While technology has allowed for amazing radical increases in productivity in nearly every other industry, teaching is still, for the most part, done exactly as it was done in pre-industrial times: face-to-face with a personal relationship between a professional teacher and a limited number of students. For there to be any improvement in productivity (and reduction in cost), this model must be broken.
Education Reform is pursuing four paths to increase productivity (and thereby reduce costs).

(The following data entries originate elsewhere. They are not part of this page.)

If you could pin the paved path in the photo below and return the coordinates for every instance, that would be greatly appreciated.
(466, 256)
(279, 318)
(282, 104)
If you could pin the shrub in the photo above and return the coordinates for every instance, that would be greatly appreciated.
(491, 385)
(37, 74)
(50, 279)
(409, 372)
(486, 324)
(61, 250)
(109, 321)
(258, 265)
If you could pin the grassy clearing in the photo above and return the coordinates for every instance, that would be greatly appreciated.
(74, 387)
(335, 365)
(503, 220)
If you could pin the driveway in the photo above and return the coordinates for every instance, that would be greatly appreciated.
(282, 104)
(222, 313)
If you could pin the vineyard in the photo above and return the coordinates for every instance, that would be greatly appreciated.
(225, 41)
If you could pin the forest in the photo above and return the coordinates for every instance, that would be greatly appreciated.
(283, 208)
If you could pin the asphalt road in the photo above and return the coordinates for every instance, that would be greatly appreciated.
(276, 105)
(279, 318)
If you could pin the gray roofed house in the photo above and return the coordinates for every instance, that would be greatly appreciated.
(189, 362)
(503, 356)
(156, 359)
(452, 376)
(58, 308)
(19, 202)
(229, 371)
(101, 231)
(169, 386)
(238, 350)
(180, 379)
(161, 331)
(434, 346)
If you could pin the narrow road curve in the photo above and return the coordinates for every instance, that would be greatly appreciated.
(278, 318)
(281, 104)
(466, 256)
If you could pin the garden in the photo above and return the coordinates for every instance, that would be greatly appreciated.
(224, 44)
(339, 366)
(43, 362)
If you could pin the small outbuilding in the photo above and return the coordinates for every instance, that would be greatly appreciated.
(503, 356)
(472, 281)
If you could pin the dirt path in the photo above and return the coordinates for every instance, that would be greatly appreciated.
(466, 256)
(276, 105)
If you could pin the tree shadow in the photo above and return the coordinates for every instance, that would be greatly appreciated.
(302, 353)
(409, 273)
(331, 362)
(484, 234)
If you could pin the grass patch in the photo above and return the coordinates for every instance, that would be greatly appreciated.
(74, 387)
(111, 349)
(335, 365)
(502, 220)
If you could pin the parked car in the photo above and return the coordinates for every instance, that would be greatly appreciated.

1. The de-professionalization of teaching. Teachers are professionals. They are expected to work with minimal supervision and direction. They are expected to use their expertise, judgement, and talent to respond improvisationally to student needs. In the Education Reform model, however, teachers are expected to deliver standardized lessons prepared centrally. They can make some small prescribed variations within a prescribed range. The best model for this is how professional bankers have been replaced by non-professionals, sitting in cube farms, wearing headsets, and completing loan application forms by working through a script on a computer screen. The script includes what to say if the customer says this or if the customer says that. Based on this model it isn’t hard to imagine non-professionals in front of a classroom delivering a scripted lesson with scripted responses to expected student questions.